Another inconsistency is found in Data Loss Prevention, where policies operating against Exchange Online, SharePoint Online, and OneDrive for Business only need E3 licenses while DLP policies for Teams need E5. It’s a mystery why Teams is marked out for special treatment in this area when retention policies for Teams (which are special, because they only process Teams data) are treated in the same way as other retention policies. One reason why the situation might exist is that Microsoft wants customers to move away from DLP checks in Exchange transport rules to use Office 365 DLP policies, and that won’t happen if E5 licenses are required.
The PDF accompanying the guidance says that applying a default retention label to a SharePoint Online library, folder, or document set is an E5 feature. I’ve heard people advance the notion that this is an example of automatic processing and therefore warranted an E5 license for any user accessing the library, folder, or set. The idea is laughable because human intervention is needed to assign the default label and no automatic processing or machine learning occurs thereafter. It’s comparable to assigning a retention label to a folder in an Exchange Online mailbox, which is covered by any Exchange Online license.

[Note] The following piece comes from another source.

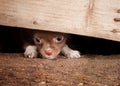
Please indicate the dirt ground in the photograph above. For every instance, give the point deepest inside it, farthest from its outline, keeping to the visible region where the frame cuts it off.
(89, 70)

Underlining the weakness of Microsoft’s position that setting a default label for a SharePoint library constitutes automatic labeling, the labels assigned to documents uploaded to the library (or already in the library when the label is assigned) do not create audit records like assignment of labels manually (by a person) or automatically (by a label policy) do. And because no audit records exist, the label explorer in the compliance center ignores these labels totally. Microsoft needs to look at this scenario and reflect on the reality of what constitutes automatic processing.
Seeking E5 licenses for default retention labels for a SharePoint library reminds me of the verbal gymnastics Microsoft spokespeople used to justify demanding Azure Active Directory Premium licenses for some features used with Office 365 Groups and Teams. That effort didn’t make sense either, except in the confused and sometimes fevered state of conference rooms in the Redmond campus. Microsoft 365 Business Premium tenants now have those licenses bundled into their plan, which is something that Microsoft should do for all Office 365 E3 tenants.
Shared mailboxes are often used as repositories for archive information (for instance, a mailbox of an ex-employee is converted to be a shared mailbox to allow continued access to its content). If a document or message needed by an advanced eDiscovery case is in a shared mailbox, does it need to be licensed? The answer isn’t found in Microsoft’s new guidance, but precedent exists for licensing shared mailboxes to use advanced features (like an archive mailbox) and Advanced eDiscovery is called out explicitly in the Exchange Online limits page. All of which goes to show the care which is needed when figuring out licenses.
Hopefully Microsoft will work through and resolve the issues discussed here. The best kind of licensing framework is one that is simple to understand and operate. Maybe that’s a difficult feat to achieve for something like Microsoft 365 when functionality is divided across multiple workloads, packages, and development groups. But it would be nice if some potential angst could be removed for tenant administrators as they struggle to sort out licensing for their organizations.
Using their vaunted telemetry gathered from across cloud apps, Microsoft can calculate a compliance score and a secure score for tenants. It’s surely not beyond the boundaries of possibility to give tenants some insight into their licensing, with or without Clippy’s intervention.